Efsaneye inanılır veya inanılmaz. O kişinin kendi bileceğidir. Ama milyonlarca insanın inandığı bir kutsal’a saldırılmaz. ınanç sahiplerinin önü kesilmez. Bu nasıl araştırmacı yazarlık. Yoksa ömründe iki kitap okumamış, bir kaynak eseri taramamış; Osmanlıcayı , bir batı veya doğu dilini öğrenmemiş; bir kartvizit bastırarak “araştırmacı yazar payesine ulaşmış bir hevesli mi Sayın Tekin? Nedense ekrandaki fikirleri ile bizde o intiba uyandı. Inşallah yanılmışızdır.
Türk Dil Kurumu Sözlüğü “Efsane”yi şöyle tarif ediyor. “Halkın imgesinde doğarak ağızdan ağıza dolaşan ve konusu çok defa olağanüstü nitelikte olan hikâye..”
Hikâye; bilindiği üzere olmuş veya olması mümkün olan… Buna göre, Balıklıgöllerimizdeki bütün olayları bir efsane olarak kabul etsek de yalan yanlış şeyler, boş sözler, yanı safsata değildir. Bir kısmı Kur’an ayetlerine, inancımıza göre tam yaşanmıştır. Bir kısmı da halkımızın asırlar boyunca süren bir tamamlamasıdır. Saygıya lâyıktır. Yine Aynı sözlük (TDK) “Safsata, kelimesi için de; “Boş ve temelsiz söz” kaydını söyleyelim. Bizim kutsalımız Balıklıgöllerdeki bütün hadiseler efsane mi, safsata mı?
Bazı meseleleri iyice araştırmadan televizyon ekranlarına çıkıp yalan-yanlış anlatmalarınız doğru mu? Bu tür yanlış saplantılarınız doğru mu? Bu tür yanlış saplantılarınız kime ne kazandırıyor ?
Sonra “Efsane”yi hafife almak da doğru birşey değil. Efsaneler aylık insanlara ve Milletlerce çok güzel ipuçları veriyor, doğruya, gerçeğe anlaşmalarında yardımcı oluyor. Bugüne kadar bu yolla çok güzel sonuçlara ulaşılmış, çok güzel kazanımlar elde edilmiştir. Binlerce yıl öncesinden gelen efsanelerle tarihi gerçekler ortaya çıkarılmış, kültürel ve ekonomik anlamda zenginlikler elde edilmiştir.

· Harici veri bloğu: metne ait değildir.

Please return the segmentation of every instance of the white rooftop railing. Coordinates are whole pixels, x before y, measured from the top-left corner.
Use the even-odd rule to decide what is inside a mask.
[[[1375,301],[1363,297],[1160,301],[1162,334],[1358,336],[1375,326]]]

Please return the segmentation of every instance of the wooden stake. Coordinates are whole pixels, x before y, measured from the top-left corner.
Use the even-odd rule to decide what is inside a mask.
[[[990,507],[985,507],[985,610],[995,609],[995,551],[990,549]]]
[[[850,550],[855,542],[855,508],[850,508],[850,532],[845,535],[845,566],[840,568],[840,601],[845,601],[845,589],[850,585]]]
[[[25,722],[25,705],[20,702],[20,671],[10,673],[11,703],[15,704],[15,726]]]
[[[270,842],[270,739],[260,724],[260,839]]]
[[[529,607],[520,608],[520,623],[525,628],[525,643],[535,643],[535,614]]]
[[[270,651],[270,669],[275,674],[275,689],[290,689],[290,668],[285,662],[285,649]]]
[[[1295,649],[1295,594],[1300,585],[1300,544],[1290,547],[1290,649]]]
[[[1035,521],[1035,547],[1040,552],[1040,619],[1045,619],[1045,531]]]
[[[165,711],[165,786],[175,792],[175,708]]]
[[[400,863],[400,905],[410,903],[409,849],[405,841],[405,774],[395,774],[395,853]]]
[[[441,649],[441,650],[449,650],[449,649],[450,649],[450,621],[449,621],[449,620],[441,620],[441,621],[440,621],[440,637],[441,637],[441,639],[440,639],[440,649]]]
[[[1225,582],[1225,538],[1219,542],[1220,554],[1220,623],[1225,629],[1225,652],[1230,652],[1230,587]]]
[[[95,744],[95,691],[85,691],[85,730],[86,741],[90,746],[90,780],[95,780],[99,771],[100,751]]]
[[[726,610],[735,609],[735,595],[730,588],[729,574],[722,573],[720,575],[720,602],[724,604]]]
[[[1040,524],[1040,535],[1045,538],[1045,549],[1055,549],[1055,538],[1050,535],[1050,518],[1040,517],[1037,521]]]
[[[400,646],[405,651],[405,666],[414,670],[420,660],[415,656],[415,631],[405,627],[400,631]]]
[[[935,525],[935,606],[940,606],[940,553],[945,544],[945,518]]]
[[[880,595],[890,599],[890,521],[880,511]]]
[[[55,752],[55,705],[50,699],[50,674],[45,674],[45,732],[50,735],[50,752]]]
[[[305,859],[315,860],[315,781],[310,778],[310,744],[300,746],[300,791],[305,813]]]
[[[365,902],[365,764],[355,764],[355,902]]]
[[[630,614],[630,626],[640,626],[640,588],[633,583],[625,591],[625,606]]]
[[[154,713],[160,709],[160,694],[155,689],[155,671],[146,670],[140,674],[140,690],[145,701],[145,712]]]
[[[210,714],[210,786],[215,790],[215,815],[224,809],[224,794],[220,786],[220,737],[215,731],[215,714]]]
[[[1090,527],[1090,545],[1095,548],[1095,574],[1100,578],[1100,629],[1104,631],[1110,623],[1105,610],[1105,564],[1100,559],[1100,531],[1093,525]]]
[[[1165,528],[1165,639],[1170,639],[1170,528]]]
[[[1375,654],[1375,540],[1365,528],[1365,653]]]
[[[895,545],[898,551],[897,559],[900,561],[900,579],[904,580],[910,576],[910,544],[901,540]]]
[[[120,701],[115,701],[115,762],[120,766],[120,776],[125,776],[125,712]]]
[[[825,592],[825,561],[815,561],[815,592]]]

Turizmde çok istifade edilmiştir.
Urfa’da Hazreti Adem aleyhisselâmın Harran’da çift sürdüğü, buğday ektiği bir efsane idi. Bugün Göbeklitepe’deki tarihi bilgiler ve dünyanın birçok ülkesindeki yayınlardan öğreniyoruz ki, yaşananlar efsanenin çok ötesinde bir gerçek, inşallah zamanla iş daha iyi aydınlanacak ve efsaneleri hor görme alışkanlığında olanlar mahcup olup utanacaklardır. şimdilik “anlayana bu kadar yeter” diyoruz.